There is no alternative or opt-out. Infuriating.

------
dredmorbius
"Who are you?" is the most expensive question in information technology. No
matter how you get it wrong, you're fucked.

[https://old.reddit.com/r/dredmorbius/comments/3mo7l6/that_go...](https://old.reddit.com/r/dredmorbius/comments/3mo7l6/that_google_identity_thing_again_who_are_you_is/)

[https://old.reddit.com/r/dredmorbius/comments/7qya12/informa...](https://old.reddit.com/r/dredmorbius/comments/7qya12/information_security_peps_podesta_who_are_you/)

[https://old.reddit.com/r/dredmorbius/comments/2w618r/how_to_...](https://old.reddit.com/r/dredmorbius/comments/2w618r/how_to_kill_your_google_account_access_it_via_tor/)

------
TedShiller
I'm experiencing a similar problem at Citibank here in the US. When I add a
new bill payee, it tries to verify that I am really me. The website does this
by asking me specific questions about my past (gleamed from various records)
that, presumably, only I would know the right answers to.
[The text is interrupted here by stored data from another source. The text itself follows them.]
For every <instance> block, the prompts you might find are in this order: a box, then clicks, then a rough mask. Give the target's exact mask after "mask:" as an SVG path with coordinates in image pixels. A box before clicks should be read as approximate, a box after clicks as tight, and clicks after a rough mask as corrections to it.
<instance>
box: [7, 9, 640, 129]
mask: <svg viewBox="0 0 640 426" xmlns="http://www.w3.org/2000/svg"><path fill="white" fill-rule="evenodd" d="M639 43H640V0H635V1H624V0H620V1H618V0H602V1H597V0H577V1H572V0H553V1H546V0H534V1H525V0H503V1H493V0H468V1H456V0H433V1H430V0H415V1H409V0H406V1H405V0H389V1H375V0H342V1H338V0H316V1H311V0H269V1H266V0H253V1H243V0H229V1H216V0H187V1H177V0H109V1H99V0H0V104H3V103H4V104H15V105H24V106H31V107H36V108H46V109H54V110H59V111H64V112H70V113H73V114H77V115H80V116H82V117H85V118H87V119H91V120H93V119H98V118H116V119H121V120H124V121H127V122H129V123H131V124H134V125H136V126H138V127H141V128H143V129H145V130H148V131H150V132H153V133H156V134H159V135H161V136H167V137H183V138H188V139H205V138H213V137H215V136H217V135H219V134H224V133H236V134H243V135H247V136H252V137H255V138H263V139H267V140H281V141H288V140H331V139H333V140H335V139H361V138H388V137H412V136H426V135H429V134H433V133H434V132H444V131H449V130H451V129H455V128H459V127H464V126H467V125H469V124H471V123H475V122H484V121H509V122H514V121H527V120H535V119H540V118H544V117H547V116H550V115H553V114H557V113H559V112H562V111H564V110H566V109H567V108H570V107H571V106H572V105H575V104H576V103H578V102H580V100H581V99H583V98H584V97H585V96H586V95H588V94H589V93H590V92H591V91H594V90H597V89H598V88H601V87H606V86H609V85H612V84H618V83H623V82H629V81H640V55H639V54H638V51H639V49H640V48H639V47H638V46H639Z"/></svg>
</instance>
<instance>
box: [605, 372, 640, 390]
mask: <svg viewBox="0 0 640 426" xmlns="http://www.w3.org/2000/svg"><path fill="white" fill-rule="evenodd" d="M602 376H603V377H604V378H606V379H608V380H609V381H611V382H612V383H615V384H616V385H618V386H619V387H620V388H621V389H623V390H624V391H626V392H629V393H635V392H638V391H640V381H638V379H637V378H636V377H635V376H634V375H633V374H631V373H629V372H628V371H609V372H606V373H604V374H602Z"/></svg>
Among those
questions are things like "In what city does your mother live?"

It sounds like a good idea, until I found out that the correct answers are
considered to be incorrect by their system. I'm sorry, but I know where my
mother lives, and she has lived there for decades. You got your data wrong,
that's not my fault. When I answer the question correctly, it therefore locks
me out of my account entirely, and I have to call Citibank to get my account
unlocked. Helpfully, when you get locked out of your own Citibank account,
anytime you try to log in the website delivers a plain-text "HTTP 403 Error"
without any explanation. I had to deduce myself that it was because I
"incorrectly" answered the question about me correctly.

I asked Citibank's customer service how to resolve this. I was eventually
routed all the way to the top of their organization. Their best answer was
that I should file a request with LexisNexis, the huge corporation that
aggregates these data records on people using automated tools, to have the
"official" answers changed.

That made me laugh. They want to place that burden on me?

So now I just do the whole dance every time I need to add a bill payee. Answer
their questions correctly, get locked out because they think it's incorrect,
then call customer service to get my account unlocked and to add the payee
manually.

Does anyone know a good alternative bank?